The findings were published online by the journal Cancer.

Dr. Steven Curley, an M.D. Anderson surgical oncologist and the paper’s senior author, said Thursday that he hopes this method tried successfully on rabbits “will be a very useful tool to safely and efficiently treat a lot of types of cancer.”

His research was based on using nanotubes heated by radio waves to kill cancer cells.

The nanotubes are part of a family of carbon molecules named fullerenes, and they were discovered by Rick Smalley who had been awarded for this with 1985 Nobel Prize.

The other technology, targeted radio waves, is a recent discovery of John Kanzius, an M.D. Anderson leukemia patient and retired Pennsylvania radio and television station owner. After diagnosed with leukemia and suffering from chemotherapy, Kanzius thought that it must be a better way to fight the cancer and he might able to find it. He used his knowledge as radio engineer and developed in his garage a radio-frequency generator. He brought his discovery to Dr. Steven Curley with the suggestion that copper should be used as target agent.

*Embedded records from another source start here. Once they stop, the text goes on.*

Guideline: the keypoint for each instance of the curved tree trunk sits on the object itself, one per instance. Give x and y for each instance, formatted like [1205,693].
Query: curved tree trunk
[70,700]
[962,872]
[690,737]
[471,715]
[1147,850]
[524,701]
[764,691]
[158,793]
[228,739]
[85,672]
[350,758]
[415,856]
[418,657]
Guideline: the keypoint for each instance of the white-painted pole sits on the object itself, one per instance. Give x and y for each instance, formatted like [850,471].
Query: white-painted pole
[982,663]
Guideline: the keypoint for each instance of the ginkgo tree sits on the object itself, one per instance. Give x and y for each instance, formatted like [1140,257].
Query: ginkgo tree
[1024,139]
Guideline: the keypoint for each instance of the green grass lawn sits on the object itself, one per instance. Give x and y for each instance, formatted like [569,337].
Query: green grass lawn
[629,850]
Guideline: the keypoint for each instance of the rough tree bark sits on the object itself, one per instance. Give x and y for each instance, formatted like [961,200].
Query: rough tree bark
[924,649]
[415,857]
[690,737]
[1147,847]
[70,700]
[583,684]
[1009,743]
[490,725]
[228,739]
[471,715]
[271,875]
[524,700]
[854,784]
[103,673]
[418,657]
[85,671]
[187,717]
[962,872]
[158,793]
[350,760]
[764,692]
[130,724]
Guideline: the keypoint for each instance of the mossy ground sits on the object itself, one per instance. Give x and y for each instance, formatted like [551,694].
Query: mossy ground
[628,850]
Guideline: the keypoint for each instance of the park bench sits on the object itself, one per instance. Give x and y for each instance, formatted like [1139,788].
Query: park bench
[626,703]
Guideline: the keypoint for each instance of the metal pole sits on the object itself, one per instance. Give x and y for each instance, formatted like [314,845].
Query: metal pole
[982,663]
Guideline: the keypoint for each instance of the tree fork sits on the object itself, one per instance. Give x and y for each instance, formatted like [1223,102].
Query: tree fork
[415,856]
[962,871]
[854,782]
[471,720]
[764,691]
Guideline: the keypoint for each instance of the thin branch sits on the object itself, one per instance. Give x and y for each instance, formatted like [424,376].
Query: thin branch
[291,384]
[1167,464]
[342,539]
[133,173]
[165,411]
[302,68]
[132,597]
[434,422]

But Curley and his team preferred to use carbon nanotubes. The result was astonishing. They injected directly the rabbits’ tumor with a solution of single-walled carbon nanotubes, and then they exposed the targeted area to two minutes of radio frequency treatment.  The cancer cells’ membranes, protein and even DNA were destroyed 100 percent by this localized hyperthermia.

Officials from the American Cancer society found this discovery truly useful, but they mentioned that still there is need for further study and it will take at least five years before this method will be tried on humans.